In 2013, Roskam, in a televised committee hearing, told the story of Al Salvi, who in 1996 was the Republican’s Senate candidate against then congressman, now senator, Dick Durbin. Democrats filed charges with the Federal Election Commission against Salvi’s campaign, charges that threatened to dominate the campaign’s final weeks. Salvi telephoned the head of the FEC’s Enforcement Division, who he says told him: “Promise me you will never run for office again, and we’ll drop this case.” So said Lois Lerner. After Salvi lost, FBI agents visited his elderly mother, demanding to know, concerning her $2,000 contribution to her son’s campaign, where she got “that kind of money.” When a federal court held that the charges against Salvi were spurious, the FEC’s losing lawyer was Lois Lerner.
Roskam’s telling of Salvi’s story elicited no denial from Lerner. Neither did the retelling of it in this column (June 13, 2013). No wonder: The story had not been deemed newsworthy by the three broadcast networks’ evening news programs, by The New York Times, or The Washington Post.

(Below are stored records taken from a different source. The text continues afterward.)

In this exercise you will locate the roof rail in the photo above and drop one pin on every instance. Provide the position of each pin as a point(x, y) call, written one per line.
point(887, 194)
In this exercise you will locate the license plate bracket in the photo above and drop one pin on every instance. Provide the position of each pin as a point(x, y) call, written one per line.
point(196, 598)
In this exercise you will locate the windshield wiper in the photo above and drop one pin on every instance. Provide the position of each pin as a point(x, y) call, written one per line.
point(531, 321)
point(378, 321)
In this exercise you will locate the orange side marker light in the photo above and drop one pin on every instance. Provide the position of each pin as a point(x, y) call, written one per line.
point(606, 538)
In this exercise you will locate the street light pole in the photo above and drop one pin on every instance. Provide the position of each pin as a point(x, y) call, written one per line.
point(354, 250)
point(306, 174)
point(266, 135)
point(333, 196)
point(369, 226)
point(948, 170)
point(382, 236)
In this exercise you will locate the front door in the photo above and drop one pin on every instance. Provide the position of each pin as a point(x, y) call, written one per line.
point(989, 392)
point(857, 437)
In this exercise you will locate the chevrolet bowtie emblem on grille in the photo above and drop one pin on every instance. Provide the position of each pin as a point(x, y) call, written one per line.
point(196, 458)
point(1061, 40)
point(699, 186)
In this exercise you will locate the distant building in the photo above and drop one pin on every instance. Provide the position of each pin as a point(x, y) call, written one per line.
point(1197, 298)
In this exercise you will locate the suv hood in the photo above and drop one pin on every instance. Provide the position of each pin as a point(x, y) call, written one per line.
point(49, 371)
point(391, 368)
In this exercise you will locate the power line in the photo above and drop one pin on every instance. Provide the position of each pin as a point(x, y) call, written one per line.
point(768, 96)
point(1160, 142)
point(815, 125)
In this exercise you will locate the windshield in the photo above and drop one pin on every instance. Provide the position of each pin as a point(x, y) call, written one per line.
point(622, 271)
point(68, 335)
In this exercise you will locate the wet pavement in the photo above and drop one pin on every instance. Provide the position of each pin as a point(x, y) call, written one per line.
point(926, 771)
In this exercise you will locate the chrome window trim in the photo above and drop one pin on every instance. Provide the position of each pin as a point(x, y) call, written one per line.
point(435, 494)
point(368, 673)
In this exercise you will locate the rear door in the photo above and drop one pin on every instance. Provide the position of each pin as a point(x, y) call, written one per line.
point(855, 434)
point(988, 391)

With most of the media uninterested in the use of government institutions to handicap conservatives, stonewalling would work.
It still is working through dilatory and incomplete responses to subpoenas, and unresponsive answers to congressional questions. Lerner’s name now has an indelible Nixonian stain, but there probably will be no prosecution. If the administration’s stonewalling continues as the statute of limitations’ clock ticks, Roskam says, “She will get away with it.”